Intent develops through interaction, not in isolation. Since AI models respond rather than probe, they miss opportunities to help users discover unarticulated requirements. Structured dialogue that presents model-generated options shifts the cognitive burden from open-ended envisioning to constrained evaluation.
UserBench measured multi-turn interactions where users reveal goals incrementally and found models achieve full intent alignment just 20% of the time. Even top models uncover fewer than 30% of user preferences through active querying, suggesting passivity and premature assumption-making are systematic failures.
Research shows LLMs including ChatGPT cannot initiate topics, plan strategically, or lead conversations because their training optimizes for responding to queries, not creating dialogue from agent goals. This passivity is reinforced by alignment objectives and masked by fluent-sounding outputs.

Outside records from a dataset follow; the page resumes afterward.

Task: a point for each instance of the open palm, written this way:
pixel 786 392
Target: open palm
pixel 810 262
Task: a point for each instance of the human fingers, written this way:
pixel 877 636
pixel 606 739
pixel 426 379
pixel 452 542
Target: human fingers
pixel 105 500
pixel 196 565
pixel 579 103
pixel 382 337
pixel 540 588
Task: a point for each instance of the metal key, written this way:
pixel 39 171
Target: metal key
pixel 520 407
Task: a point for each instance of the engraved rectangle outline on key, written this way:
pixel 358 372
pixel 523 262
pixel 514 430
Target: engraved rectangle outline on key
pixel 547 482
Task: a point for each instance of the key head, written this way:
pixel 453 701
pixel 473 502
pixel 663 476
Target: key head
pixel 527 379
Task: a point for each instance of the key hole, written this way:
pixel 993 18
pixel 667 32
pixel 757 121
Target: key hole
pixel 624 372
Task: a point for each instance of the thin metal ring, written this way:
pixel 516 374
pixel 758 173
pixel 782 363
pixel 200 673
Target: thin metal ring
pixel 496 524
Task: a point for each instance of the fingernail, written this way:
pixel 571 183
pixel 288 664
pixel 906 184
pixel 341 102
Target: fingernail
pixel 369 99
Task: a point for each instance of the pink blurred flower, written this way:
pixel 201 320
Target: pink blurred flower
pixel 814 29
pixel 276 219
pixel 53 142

Tool-enabled LLMs drift from user intent through silent tool chaining. Conversation analysis reveals insert-expansions—clarifying intent, scoping responses, enhancing appeal—as a formal framework for proactive user consultation that prevents misunderstanding instead of recovering from it.

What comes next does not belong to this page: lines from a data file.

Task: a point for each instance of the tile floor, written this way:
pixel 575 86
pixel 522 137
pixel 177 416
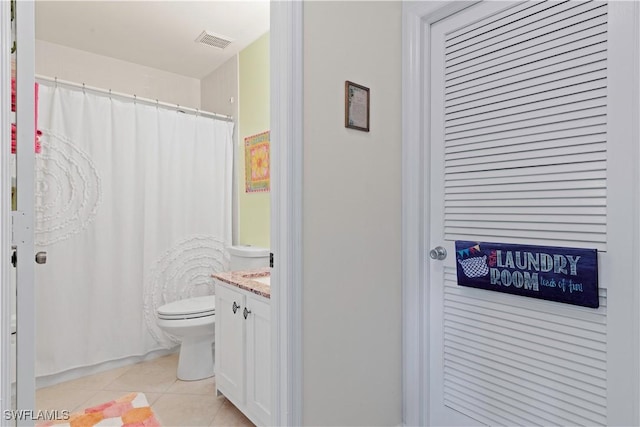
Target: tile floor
pixel 176 403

Research shows next-turn reward optimization structurally removes initiative from models, but proactive behaviors like critical thinking and clarification-seeking are trainable (0.15% to 73.98% with RL). The core challenge is balancing proactivity with civility to avoid intrusion.
Simulations show proactivity—providing relevant information without being asked—cuts dialogue turns by 60% in medium-complexity domains. This behavior mirrors human conversation and Grice's maxims but is almost entirely absent from AI datasets and research benchmarks.